Re: [Patch] Optimize dropping of relation buffers using dlist

From: Tomas Vondra <tomas(dot)vondra(at)2ndquadrant(dot)com>
To: "k(dot)jamison(at)fujitsu(dot)com" <k(dot)jamison(at)fujitsu(dot)com>
Cc: 'Andres Freund' <andres(at)anarazel(dot)de>, Tom Lane <tgl(at)sss(dot)pgh(dot)pa(dot)us>, Robert Haas <robertmhaas(at)gmail(dot)com>, 'Konstantin Knizhnik' <knizhnik(at)garret(dot)ru>, "pgsql-hackers(at)postgresql(dot)org" <pgsql-hackers(at)postgresql(dot)org>
Subject: Re: [Patch] Optimize dropping of relation buffers using dlist
Date: 2020-08-06 21:33:34
Message-ID: 20200806213334.3bzadeirly3mdtzl@development
Views: Raw Message | Whole Thread | Download mbox | Resend email
Lists: pgsql-hackers

On Thu, Aug 06, 2020 at 01:23:31AM +0000, k(dot)jamison(at)fujitsu(dot)com wrote:
>On Saturday, August 1, 2020 5:24 AM, Andres Freund wrote:
>Thank you for your constructive review and comments.
>Sorry for the late reply.
>> Hi,
>> On 2020-07-31 15:50:04 -0400, Tom Lane wrote:
>> > Andres Freund <andres(at)anarazel(dot)de> writes:
>> > > Indeed. The buffer mapping hashtable already is visible as a major
>> > > bottleneck in a number of workloads. Even in readonly pgbench if s_b
>> > > is large enough (so the hashtable is larger than the cache). Not to
>> > > speak of things like a cached sequential scan with a cheap qual and wide
>> rows.
>> >
>> > To be fair, the added overhead is in buffer allocation not buffer lookup.
>> > So it shouldn't add cost to fully-cached cases. As Tomas noted
>> > upthread, the potential trouble spot is where the working set is
>> > bigger than shared buffers but still fits in RAM (so there's no actual
>> > I/O needed, but we do still have to shuffle buffers a lot).
>> Oh, right, not sure what I was thinking.
>> > > Wonder if the temporary fix is just to do explicit hashtable probes
>> > > for all pages iff the size of the relation is < s_b / 500 or so.
>> > > That'll address the case where small tables are frequently dropped -
>> > > and dropping large relations is more expensive from the OS and data
>> > > loading perspective, so it's not gonna happen as often.
>> >
>> > Oooh, interesting idea. We'd need a reliable idea of how long the
>> > relation had been (preferably without adding an lseek call), but maybe
>> > that's do-able.
>> IIRC we already do smgrnblocks nearby, when doing the truncation (to figure out
>> which segments we need to remove). Perhaps we can arrange to combine the
>> two? The layering probably makes that somewhat ugly :(
>> We could also just use pg_class.relpages. It'll probably mostly be accurate
>> enough?
>> Or we could just cache the result of the last smgrnblocks call...
>> One of the cases where this type of strategy is most intersting to me is the partial
>> truncations that autovacuum does... There we even know the range of tables
>> ahead of time.
>Konstantin tested it on various workloads and saw no regression.

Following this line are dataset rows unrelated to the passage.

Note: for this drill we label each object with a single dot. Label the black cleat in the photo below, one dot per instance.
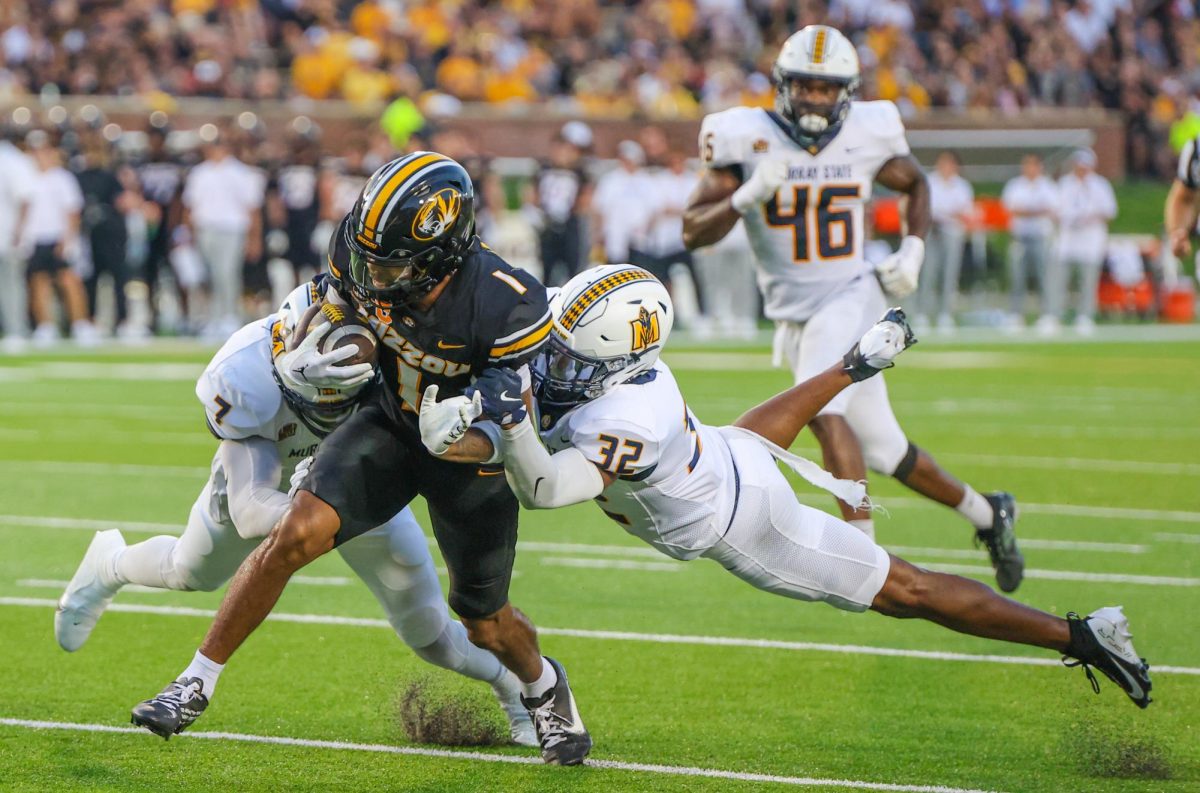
(564, 739)
(1001, 541)
(174, 709)
(1103, 640)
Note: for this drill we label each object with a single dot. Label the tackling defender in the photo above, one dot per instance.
(267, 422)
(445, 310)
(799, 178)
(617, 430)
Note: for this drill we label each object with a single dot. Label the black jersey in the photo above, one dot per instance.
(490, 314)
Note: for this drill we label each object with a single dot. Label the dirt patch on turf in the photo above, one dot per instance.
(431, 710)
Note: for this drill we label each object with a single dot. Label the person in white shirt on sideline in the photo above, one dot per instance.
(221, 198)
(622, 202)
(1086, 204)
(952, 202)
(17, 174)
(49, 239)
(1032, 199)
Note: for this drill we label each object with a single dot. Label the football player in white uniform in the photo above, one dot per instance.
(616, 430)
(268, 422)
(799, 179)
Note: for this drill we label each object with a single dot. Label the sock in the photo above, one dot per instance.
(207, 670)
(867, 527)
(149, 564)
(539, 688)
(976, 509)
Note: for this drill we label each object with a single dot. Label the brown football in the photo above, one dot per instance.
(346, 329)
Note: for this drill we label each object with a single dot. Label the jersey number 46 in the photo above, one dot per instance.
(833, 226)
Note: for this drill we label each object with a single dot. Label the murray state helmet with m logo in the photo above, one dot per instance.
(610, 326)
(409, 229)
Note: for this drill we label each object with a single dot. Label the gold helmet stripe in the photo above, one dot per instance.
(588, 298)
(377, 203)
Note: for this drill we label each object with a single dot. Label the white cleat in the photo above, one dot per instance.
(521, 730)
(90, 592)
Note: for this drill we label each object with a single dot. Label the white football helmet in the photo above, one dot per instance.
(321, 408)
(610, 326)
(816, 53)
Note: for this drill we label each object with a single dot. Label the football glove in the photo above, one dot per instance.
(898, 274)
(761, 187)
(299, 475)
(501, 391)
(879, 346)
(443, 424)
(306, 365)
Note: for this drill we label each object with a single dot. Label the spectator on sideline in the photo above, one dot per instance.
(1086, 204)
(561, 196)
(619, 203)
(51, 239)
(222, 198)
(17, 174)
(103, 229)
(952, 203)
(1032, 200)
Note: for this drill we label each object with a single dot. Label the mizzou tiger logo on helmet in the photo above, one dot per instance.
(437, 214)
(646, 329)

Unfortunately Konstantin did not share any details about what workloads
he tested, what config etc. But I find the "no regression" hypothesis
rather hard to believe, because we're adding non-trivial amount of code
to a place that can be quite hot.

And I can trivially reproduce measurable (and significant) regression
using a very simple pgbench read-only test, with amount of data that
exceeds shared buffers but fits into RAM.

The following numbers are from a x86_64 machine with 16 cores (32 w HT),
64GB of RAM, and 8GB shared buffers, using pgbench scale 1000 (so 16GB,
i.e. twice the SB size).

With simple "pgbench -S" tests (warmup and then 15 x 1-minute runs with
1, 8 and 16 clients - see the attached script for details) I see this:

1 client 8 clients 16 clients
master 38249 236336 368591
patched 35853 217259 349248
-6% -8% -5%

This is average of the runs, but the conclusions for medians are almost
exactly te same.

>But I understand the sentiment on the added overhead on BufferAlloc.
>Regarding the case where the patch would potentially affect workloads
>that fit into RAM but not into shared buffers, could one of Andres'
>suggested idea/s above address that, in addition to this patch's
>possible shared invalidation fix? Could that settle the added overhead
>in BufferAlloc() as temporary fix?

Not sure.

>Thomas Munro is also working on caching relation sizes [1], maybe that
>way we could get the latest known relation size. Currently, it's
>possible only during recovery in smgrnblocks.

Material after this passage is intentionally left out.